TARSİD Başkanı Prof. Dr. Rahmi Öztürk, “Yeşil Mutabakat ve sürdürülebilir tarımda dikkat etmemiz gerekenler var. Fosil yakıtlardan hızla uzaklaşmalıyız. AB ve gelişmiş ülkelerde hızlı dönüşüm başladı, önlemler alındı. Türkiye hızlı bir şekilde pozisyonunu almak zorunda. Dünyada ortalama ısının yükselmesi ile deniz suyunun yükseleceği konuda uzman görüşleri var. Dünyada acilen durumu çözmezsek 180 milyon kişi mülteci durumuna düşecek.

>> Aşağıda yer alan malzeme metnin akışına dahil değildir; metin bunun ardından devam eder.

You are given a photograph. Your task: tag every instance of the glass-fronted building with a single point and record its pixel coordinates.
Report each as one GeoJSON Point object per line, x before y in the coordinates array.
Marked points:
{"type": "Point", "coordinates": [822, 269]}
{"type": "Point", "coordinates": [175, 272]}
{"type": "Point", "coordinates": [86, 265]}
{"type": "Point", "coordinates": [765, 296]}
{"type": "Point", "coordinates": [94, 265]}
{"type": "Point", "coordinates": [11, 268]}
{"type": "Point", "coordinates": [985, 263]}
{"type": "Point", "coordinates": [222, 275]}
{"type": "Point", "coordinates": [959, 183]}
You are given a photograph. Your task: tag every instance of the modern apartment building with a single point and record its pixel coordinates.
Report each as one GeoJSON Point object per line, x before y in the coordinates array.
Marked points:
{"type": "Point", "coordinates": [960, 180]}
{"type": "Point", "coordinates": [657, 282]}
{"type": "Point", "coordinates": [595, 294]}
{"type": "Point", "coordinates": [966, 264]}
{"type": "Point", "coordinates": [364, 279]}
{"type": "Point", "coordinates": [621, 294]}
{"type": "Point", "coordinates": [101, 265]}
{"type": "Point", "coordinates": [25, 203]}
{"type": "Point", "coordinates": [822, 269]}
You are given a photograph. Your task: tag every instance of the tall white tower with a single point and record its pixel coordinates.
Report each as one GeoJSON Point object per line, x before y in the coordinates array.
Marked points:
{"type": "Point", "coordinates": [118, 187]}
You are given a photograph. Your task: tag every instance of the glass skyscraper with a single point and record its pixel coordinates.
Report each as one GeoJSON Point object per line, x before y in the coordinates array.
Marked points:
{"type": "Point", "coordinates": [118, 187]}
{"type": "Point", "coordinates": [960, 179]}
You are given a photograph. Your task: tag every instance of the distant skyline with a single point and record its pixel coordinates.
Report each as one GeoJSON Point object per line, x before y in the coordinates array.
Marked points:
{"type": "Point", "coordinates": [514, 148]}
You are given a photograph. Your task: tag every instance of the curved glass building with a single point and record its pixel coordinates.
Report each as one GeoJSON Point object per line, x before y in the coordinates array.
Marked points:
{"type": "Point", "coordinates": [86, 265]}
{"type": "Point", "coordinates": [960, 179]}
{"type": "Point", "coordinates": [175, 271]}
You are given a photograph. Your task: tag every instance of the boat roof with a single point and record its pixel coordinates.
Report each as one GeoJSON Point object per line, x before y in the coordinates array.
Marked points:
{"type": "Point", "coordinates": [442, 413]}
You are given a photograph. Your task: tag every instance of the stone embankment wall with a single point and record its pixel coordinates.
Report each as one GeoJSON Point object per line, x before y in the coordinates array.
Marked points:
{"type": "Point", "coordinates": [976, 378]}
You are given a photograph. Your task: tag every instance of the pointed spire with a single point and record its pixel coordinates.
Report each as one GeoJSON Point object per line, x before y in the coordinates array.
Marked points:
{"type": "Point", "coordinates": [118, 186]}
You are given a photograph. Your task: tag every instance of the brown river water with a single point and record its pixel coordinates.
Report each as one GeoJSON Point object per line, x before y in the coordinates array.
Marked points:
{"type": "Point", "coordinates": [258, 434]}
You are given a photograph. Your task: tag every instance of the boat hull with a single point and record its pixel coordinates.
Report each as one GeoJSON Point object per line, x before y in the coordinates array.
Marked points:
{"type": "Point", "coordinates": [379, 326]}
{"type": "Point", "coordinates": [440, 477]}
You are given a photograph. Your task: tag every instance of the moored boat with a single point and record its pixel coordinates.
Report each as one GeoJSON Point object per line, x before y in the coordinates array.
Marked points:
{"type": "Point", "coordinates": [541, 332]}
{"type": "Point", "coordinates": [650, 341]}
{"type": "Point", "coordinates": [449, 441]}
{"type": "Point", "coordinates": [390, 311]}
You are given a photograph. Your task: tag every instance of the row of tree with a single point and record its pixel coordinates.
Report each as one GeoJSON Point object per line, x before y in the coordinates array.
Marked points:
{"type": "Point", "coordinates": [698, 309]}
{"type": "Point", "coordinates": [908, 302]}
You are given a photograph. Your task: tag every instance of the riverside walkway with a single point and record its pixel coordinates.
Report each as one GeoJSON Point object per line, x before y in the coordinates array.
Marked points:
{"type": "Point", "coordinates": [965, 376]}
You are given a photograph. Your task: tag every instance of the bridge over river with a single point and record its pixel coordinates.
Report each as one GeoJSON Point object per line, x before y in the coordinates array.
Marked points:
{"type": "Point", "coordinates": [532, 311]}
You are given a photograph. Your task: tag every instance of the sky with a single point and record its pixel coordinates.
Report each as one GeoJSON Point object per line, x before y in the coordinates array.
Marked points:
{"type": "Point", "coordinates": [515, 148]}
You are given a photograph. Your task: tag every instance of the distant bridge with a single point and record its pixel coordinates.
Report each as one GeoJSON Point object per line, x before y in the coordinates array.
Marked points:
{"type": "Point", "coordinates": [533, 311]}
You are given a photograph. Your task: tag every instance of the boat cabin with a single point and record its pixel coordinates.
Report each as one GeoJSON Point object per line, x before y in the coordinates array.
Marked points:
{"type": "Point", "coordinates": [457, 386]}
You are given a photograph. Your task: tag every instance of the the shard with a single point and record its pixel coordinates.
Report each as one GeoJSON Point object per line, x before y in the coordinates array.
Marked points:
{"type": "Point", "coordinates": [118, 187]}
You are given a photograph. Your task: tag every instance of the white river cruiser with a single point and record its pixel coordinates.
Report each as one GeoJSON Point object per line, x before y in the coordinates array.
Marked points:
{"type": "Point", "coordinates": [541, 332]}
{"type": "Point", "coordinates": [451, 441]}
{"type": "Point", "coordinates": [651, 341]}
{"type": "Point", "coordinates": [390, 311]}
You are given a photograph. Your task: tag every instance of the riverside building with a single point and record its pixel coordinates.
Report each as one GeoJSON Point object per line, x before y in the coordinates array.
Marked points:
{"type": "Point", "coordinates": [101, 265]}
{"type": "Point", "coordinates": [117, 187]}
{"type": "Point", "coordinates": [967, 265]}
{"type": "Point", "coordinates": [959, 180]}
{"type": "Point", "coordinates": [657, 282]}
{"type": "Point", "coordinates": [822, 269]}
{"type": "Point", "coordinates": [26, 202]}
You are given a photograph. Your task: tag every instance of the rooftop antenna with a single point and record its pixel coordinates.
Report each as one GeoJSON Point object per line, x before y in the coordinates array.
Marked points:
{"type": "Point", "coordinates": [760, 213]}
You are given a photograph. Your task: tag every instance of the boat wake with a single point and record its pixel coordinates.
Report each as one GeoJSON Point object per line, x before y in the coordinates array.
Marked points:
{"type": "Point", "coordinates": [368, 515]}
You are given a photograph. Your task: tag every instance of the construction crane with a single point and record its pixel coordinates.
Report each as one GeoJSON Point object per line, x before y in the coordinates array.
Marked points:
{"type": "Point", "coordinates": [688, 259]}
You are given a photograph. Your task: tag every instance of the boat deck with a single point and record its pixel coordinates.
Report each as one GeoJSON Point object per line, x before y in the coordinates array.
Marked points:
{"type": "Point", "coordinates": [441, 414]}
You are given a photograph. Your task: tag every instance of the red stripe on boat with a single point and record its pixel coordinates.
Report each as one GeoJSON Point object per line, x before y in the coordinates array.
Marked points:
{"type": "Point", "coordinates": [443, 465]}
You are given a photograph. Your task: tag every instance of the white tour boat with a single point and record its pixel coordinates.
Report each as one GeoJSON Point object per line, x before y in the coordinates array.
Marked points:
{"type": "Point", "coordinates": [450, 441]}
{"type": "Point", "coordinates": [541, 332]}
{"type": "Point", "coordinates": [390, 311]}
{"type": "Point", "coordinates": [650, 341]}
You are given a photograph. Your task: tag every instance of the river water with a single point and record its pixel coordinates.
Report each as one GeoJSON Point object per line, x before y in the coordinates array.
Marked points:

Yağmur hasadı ve yağmur tarlaları ile yağmur ve sel sularının bir yerde toplanması gerekiyor. Hollanda’da bu planlama var. Yağmur sularını yeraltı depolarına koymalıyız. Binalarda ciddi radyasyon yayılımı söz konusu. Binalarda yalıtımlar ele alınmalı.” dedi.

 

Geçtiğimiz günlerde 2100 yılında olması muhtemel değişimlerin 2050’ye çekildiğini anlatan Öztürk sözlerini şöyle tamamladı:

 

“Salınım gazlarıyla ilgili yeni durumlar var. Kontrol edelim-karbon emisyonunu azaltalım istiyoruz ancak Rusya Ukrayna savaşında atılan füzeler atmosfere ciddi zararlar verdi. Elektrikli araçlara geçmek durumundayız. İklim değişikliğiyle ilgili devlet nezdinde önemli gelişmeler var. Geçtiğimiz günelrde "Ulusal Sürdürülebilir Kalkınma Koordinasyon Kurulu" kurulmasına ilişkin genelge, Cumhurbaşkanımız Recep Tayyip Erdoğan'ın imzasıyla Resmi Gazete'de yayımlandı. Dünyada tarımsal bitkisel üretimlerde ne tür önlemler alınmalı; kuraklıkta en az su ile bitki yetiştirme üzerine çalışmalar yapılıyor. Ülkemiz Avrupa Yeşil Mutabakatı’na uymazsa Avrupa’ya ihracatımız tehlikeye girebilir. Artık QR kod ile üründe kullanılan gübre, toprak, ilaç hatta ürünü üretmede kullanılan enerji kaynağı bile tespit edilebilecek. AYM’nin gerekliliklerini yerine getirmeliyiz.